For the first time in history, more than half of the world’s population lives in urban areas in a few more decades, the world’s population will exceed nine billion, 70 per cent of whom will live in cities.
Plans for CUSP, revealed by New York’s Mayor Michael Bloomberg this week, are still being finalised but the University of Warwick is expected to supply about 10 academics who will work between the US and the Midlands.
Professor Tim Jones, pro-vice-chancellor for knowledge transfer, business engagement and research, said: “CUSP is all about research, largely in science and engineering, about how people live in cities.
“It is things like transportation, and how it can be more efficient, what types of vehicles or public transport, or things like energy – more efficient buildings or resource management and how to deal with things like water.
“There are a raft of issues about how people live in cities anywhere in the world.
“At the moment, 50 per cent of people live in cities and if we look at expected population growth then globally there are going to be nine billion people, with 70 per cent living in cities.”
CUSP is an applied science research institute led by New York University, along with Carnegie Mellon University, The City University of New York, The Indian Institute of Technology, in Bombay, and The University of Toronto, alongside Warwick.
Industry partners include IBM, Cisco, Siemens, Con Edison, National Grid, Xerox, Arup, IDEO, and AECOM.

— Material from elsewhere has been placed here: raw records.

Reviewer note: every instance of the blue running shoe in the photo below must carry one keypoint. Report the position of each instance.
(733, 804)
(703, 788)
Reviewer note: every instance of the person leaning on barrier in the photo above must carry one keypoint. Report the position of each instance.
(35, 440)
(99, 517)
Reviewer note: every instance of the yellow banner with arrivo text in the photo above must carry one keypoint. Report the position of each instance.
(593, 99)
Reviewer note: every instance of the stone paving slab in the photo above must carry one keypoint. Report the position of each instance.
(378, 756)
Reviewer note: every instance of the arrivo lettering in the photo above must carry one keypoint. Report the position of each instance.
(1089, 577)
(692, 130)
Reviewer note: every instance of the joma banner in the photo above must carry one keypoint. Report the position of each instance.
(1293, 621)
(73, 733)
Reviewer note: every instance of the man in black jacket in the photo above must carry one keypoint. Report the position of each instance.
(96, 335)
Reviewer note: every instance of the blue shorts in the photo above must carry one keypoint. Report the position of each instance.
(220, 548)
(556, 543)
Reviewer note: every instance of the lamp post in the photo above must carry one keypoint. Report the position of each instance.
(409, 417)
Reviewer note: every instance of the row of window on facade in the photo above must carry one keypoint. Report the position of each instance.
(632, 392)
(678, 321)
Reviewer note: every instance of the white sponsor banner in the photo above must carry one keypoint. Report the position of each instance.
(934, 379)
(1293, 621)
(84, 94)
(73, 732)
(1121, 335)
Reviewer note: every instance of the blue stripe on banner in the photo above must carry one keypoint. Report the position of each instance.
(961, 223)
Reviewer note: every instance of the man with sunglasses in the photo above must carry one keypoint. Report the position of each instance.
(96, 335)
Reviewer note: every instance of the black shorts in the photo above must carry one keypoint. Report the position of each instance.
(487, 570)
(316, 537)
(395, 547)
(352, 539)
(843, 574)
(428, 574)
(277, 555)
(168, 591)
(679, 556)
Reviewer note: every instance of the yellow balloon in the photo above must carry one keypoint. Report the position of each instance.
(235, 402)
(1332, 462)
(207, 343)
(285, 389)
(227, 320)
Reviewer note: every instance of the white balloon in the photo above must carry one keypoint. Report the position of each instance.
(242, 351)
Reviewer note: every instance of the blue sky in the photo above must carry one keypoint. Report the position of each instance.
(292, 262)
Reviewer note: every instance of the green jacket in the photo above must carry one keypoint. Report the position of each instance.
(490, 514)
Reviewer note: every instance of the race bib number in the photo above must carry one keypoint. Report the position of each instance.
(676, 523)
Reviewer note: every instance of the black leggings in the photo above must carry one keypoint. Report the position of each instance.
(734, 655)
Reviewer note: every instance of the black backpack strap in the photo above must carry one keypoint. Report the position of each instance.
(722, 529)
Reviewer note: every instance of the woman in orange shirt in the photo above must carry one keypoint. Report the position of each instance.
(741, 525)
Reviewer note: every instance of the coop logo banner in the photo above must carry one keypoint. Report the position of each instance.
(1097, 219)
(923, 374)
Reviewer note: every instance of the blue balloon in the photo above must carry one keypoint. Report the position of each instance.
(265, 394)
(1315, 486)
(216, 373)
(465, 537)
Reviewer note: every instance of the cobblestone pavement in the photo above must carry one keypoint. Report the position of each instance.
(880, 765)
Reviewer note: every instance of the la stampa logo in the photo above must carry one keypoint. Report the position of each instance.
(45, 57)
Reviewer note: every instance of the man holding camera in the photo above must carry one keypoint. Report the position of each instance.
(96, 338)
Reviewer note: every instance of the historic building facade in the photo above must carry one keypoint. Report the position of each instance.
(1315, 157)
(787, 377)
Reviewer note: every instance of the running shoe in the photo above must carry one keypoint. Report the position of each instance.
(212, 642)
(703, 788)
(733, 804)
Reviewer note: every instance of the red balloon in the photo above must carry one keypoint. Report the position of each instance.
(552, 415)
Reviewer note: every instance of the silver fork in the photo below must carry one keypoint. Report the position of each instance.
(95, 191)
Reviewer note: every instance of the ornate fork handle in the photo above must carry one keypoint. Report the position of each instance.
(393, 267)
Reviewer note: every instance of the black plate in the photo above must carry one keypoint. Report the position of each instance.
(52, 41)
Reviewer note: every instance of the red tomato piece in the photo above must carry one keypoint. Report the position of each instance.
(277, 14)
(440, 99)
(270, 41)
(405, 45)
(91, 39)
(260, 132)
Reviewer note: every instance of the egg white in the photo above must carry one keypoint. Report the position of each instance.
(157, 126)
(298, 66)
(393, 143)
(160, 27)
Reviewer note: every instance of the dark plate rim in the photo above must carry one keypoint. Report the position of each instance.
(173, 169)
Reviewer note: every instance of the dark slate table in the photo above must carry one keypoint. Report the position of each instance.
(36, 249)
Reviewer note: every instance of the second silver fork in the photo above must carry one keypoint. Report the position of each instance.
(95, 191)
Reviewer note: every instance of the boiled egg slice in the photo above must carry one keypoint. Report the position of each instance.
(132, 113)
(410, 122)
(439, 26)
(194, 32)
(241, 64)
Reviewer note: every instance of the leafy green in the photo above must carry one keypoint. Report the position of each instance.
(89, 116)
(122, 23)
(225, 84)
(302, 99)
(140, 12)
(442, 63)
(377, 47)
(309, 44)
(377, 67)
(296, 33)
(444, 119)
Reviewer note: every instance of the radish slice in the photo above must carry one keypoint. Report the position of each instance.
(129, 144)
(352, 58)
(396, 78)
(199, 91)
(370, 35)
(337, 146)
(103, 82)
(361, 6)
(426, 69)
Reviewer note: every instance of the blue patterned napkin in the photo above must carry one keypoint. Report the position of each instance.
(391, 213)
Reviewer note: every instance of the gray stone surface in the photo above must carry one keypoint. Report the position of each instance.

The work has been brought about by the growth of mammoth urban areas across the world, such as London, Tokyo, Mumbai and Mexico City and Prof Jones said New York would be used as a testbed.
“This project will use the city as a living laboratory and use city agencies to test technology in the living environment,” he said.
“It is a work in progress but the model is to have a centre in New York with 100 members of staff and each partner would contribute about 10 academics.
“The idea is staff will spend time both doing research and teaching here but also be seconded over to New York.
“We have some existing staff to work on the project and we are about to advertise for four academics and we may increase that number in due course.”
Warwick’s vice-chancellor professor Nigel Thrift added: “The aims of the Center for Urban Sciences and Progress are closely aligned with many of Warwick’s own research priorities of manufacturing, energy, food security and healthcare.
"These themes all have significant impacts on the lives of 21st century city dwellers.
“Warwick already has significant experience in applying those research themes to needs of cities and it is generating significant interest in that work from a range of policy makers and city leaders.”